IVF is difficult to access in America. While all 50 states offer the procedure, only 17 states offer IVF under health insurance. A recent study by FertilityIQ found about 80 per cent of Americans who access treatment receive little or no coverage for IVF costs.
According to the American Society of Reproductive Medicine (ASRM) the average price of an IVF cycle in the U.S. is $12,400 (£8,960) - but the true cost of treatment is thought to be closer to the $50,000 (£36,124) to cater for all additional costs including medication.
IVF in the UK is offered for free under the NHS, but there are caveats to this.
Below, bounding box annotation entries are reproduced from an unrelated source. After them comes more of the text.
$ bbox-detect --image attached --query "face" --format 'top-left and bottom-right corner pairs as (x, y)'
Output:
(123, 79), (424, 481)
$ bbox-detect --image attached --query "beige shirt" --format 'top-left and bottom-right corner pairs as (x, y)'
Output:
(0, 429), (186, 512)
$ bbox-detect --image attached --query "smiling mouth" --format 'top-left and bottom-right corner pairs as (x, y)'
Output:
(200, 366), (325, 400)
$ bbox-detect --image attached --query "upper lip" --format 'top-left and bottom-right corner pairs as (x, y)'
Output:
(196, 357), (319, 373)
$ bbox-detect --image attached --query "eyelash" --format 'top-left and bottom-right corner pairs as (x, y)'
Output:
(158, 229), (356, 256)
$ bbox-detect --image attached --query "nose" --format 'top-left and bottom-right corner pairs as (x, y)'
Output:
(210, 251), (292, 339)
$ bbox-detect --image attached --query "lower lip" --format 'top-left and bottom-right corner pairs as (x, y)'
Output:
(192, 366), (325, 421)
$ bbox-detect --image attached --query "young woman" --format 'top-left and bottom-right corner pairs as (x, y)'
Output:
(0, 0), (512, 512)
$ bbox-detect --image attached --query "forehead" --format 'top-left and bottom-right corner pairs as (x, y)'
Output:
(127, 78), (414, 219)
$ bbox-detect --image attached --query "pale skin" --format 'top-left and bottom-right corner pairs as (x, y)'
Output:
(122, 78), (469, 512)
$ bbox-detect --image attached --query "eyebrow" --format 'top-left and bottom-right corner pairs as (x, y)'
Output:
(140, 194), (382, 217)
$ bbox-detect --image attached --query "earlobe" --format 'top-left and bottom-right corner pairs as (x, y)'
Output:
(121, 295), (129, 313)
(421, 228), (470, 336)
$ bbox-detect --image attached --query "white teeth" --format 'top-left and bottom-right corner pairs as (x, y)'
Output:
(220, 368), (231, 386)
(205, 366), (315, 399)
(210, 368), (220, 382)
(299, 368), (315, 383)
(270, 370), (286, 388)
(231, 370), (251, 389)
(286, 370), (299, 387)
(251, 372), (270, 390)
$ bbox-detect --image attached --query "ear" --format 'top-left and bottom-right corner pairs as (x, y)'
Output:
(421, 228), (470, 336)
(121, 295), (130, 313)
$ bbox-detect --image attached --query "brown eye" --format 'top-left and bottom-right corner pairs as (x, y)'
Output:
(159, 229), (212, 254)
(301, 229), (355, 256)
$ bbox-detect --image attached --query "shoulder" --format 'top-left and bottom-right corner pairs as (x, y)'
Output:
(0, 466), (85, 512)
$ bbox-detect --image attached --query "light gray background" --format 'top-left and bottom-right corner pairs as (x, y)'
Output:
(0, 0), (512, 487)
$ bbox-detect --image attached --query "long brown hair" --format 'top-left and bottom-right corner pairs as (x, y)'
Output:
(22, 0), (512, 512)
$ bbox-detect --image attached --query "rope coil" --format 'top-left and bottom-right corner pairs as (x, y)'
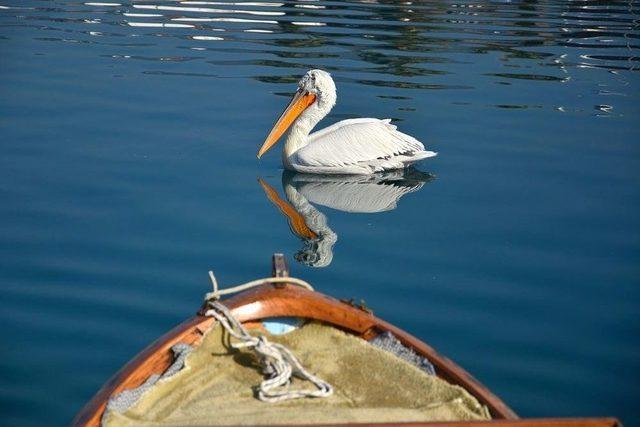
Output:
(205, 271), (333, 403)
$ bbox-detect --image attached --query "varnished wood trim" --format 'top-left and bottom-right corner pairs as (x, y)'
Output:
(73, 255), (536, 426)
(229, 418), (621, 427)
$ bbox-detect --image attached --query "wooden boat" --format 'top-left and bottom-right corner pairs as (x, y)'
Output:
(72, 254), (620, 427)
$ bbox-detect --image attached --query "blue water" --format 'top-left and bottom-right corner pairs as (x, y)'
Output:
(0, 0), (640, 426)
Women under the age of 40 should be offered three free cycles of IVF treatment on the NHS if they have been having unprotected sex for two years and have never fallen pregnant, or have had 12 unsuccessful cycles of artificial insemination.
Women between 40-42 can be offered one cycle on the NHS under the same guidelines, but they must have never had IVF treatments before, they show no evidence of a low egg count, and are aware that IVF and pregnancy may have additional complications at this age.
Some couples opt to have IVF privately, with cycles costing around £5,000.
Chrissy shared photos of her heartbreaking loss of her baby Jack last year, who tragically died after she was forced to go into labour early.
While the star, who is married to John Legend, found it difficult to hear she will never be pregnant again, Chrissy has now recalibrated her thought process around the news.
"Coming to terms with not being able to carry again is still really difficult for me because I feel so healthy," she said. "I'm like, why? But then I think about it as my uterus is just not cooperating with me - and it's not a failure."